1 Percent Addiction Rate among “Whales”
Richard Sackler ordered his sales reps to tell physicians that addiction rates for OxyContin were 1 percent, Healy alleges.
He also said that those patients who became junkies were “criminals”, while targeting such groups as veterans, who were covered by insurance; and older individuals with arthritis, who were covered by Medicare.
They termed their customers, “whales”, a Mafia term.
The FDA refused to approve OxyContin for arthritis, but Sackler seduced doctors into prescribing it with cash and vacations.
Higher Doses, More Profits
Purdue’s 2015 prices spike dramatically as patients move to higher doses, Healey notes.

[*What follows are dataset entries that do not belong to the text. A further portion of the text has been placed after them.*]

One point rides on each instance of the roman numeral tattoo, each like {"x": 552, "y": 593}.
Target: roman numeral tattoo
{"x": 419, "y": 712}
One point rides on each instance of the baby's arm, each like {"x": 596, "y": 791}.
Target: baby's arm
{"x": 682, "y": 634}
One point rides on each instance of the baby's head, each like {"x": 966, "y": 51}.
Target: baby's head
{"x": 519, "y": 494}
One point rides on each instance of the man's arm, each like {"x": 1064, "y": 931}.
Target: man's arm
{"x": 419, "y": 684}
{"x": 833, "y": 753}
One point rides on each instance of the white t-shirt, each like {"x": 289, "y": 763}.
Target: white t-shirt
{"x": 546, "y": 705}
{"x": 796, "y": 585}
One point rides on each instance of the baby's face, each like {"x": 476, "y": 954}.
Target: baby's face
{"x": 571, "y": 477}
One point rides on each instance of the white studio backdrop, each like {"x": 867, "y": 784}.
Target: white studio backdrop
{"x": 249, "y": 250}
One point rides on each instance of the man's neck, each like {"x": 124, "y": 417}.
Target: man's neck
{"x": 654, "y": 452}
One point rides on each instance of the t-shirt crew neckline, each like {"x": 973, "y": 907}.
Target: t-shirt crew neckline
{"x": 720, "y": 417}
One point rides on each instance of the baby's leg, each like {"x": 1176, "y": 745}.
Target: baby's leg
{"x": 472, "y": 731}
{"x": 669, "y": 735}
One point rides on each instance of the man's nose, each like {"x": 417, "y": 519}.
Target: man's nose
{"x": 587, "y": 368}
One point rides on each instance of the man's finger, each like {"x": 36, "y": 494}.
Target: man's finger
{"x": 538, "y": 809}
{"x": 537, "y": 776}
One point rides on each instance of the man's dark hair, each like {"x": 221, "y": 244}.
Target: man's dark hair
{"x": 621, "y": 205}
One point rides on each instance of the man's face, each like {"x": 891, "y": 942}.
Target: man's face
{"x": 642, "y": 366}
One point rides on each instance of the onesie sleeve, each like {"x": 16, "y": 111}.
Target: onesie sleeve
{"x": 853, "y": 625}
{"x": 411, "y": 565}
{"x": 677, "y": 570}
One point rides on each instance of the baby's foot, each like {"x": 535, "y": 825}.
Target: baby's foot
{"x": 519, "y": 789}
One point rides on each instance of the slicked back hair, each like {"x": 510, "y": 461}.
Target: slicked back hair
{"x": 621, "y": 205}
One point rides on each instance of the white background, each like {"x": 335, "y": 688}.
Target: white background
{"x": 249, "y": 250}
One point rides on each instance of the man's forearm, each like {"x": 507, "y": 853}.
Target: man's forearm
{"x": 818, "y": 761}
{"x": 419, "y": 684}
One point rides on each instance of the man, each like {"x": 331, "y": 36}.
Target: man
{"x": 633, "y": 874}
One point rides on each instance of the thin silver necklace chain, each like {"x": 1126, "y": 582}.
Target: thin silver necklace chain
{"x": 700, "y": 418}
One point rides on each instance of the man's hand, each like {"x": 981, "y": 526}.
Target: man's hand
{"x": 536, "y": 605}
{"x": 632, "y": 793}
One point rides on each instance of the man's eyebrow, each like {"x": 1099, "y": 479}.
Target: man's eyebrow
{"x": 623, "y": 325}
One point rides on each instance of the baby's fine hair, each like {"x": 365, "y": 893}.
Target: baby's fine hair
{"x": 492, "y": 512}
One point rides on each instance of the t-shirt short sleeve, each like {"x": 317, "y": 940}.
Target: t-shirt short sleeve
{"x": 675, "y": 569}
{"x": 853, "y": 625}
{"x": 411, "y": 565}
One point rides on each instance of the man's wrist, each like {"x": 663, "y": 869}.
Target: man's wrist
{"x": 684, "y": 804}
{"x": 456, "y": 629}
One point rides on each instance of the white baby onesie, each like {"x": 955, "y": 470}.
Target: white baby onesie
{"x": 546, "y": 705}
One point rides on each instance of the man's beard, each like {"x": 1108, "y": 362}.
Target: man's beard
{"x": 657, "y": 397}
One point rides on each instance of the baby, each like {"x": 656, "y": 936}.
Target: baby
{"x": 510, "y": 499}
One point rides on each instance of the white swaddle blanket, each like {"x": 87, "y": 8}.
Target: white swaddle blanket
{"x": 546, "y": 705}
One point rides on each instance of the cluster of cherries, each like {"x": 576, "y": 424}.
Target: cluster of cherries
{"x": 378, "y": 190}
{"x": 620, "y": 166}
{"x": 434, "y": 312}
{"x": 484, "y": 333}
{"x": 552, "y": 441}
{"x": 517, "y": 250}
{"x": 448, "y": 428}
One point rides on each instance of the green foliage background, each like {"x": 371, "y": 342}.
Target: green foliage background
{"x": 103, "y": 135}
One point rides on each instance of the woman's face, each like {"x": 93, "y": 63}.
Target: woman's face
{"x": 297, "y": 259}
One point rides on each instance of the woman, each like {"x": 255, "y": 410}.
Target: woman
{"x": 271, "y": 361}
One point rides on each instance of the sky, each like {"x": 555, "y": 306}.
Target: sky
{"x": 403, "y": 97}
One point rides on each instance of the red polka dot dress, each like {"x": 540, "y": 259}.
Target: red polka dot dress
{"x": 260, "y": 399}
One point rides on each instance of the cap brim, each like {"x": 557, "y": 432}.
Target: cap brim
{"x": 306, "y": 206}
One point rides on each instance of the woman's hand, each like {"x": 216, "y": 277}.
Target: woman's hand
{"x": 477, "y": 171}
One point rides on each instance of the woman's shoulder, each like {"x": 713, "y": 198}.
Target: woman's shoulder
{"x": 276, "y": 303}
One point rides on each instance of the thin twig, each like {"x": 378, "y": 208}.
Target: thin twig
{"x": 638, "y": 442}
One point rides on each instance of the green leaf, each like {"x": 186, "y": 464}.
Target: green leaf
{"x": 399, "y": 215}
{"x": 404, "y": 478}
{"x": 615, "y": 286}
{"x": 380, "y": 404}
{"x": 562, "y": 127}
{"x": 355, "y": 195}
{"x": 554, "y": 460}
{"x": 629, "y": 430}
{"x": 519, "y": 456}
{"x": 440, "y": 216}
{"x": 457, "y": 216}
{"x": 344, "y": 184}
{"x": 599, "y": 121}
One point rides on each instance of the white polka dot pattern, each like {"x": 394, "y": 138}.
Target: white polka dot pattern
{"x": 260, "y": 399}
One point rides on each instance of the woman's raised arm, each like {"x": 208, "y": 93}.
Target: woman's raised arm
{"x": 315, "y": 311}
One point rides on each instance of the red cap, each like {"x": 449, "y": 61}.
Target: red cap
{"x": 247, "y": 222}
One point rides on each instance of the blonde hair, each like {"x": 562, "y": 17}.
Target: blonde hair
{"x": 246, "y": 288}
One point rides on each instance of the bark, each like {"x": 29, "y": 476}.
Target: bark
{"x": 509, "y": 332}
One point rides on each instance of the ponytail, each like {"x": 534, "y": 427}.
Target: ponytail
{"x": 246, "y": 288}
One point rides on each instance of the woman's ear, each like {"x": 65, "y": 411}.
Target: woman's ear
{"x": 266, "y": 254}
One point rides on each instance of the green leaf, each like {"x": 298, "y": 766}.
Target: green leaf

- A bottle of 100 tablets (15 mg) is $396.28
- A bottle of 100 tablets (20 mg) is $501.99
- A bottle of 100 tablets (30 mg) is $698
- A bottle of 100 tablets (40 mg) is $859
- A bottle of 100 tablets (60 mg) is $1,217.22
- A bottle of 100 tablets (80 mg) is $1,500.18
A patient taking the lowest dose pill twice a day for a week earns Purdue $38.
When the patient instead takes the highest dose, Purdue collects $210 — an increase of 450 percent, Healey charges.
Healey’s compliant includes a map of Massachusetts with areas of the state Purdue allegedly targeted during a rapid period of sales workfare expansion: Boston, Southeastern Massachusetts and Cape Cod.
Two doctors in New Bedford and Brookfield made Purdue Pharma $823,000 total in two years.
Massachusetts General Hospital and Tufts
In her suit, Healey lists Purdue or Sackler family investments in Massachusetts, including a Purdue pain program at Massachusetts General Hospital and the Sackler School of Graduate Biomedical Sciences at Tufts University.
After Purdue Pharma donated $3 million to Massachusetts General Hospital in 2002, the hospital named its pain center after the company.
The hospital’s plan included seminars designed by Purdue to increase OxyContin prescriptions.
Massachusetts General Hospital dropped Purdue’ Pharma’s name from the pain center after an increase in nationwide opiate addiction was attributed to OxyContin.
Healey says that experts estimate that the epidemic cost the Commonwealth almost $15 billion in 2017 alone in lost productivity, public safety and healthcare, to say nothing of the human tragedy that has cost thousands of lives in the state.
Asked by CBS News if Massachusetts was considering a criminal investigation of the company, its executives or owners, Healey answered, “I’m focused on using my legal authority to make sure we get restitution for families … damages and penalties for illegal conduct and we are going to continue to pursue this in court.”
A Dose of His Own Medicine
Jonathan Burke, a former addict told CBS News that Sackler should take a dose of his own medicine.
“I would personally tell him to take two a day for two weeks and see how he ends up, “Burke said.
According to CBS News, Burke said his battle with addition began 11 years ago, with a dirt bike accident and two-month prescription of OxyContin. Just two weeks later he was hooked.
“I’ll be 29 on Friday and didn’t think I’d make it to 25, to be honest, Burke said. The way that your brain becomes re-hardwired after an addiction is just absolutely insane.”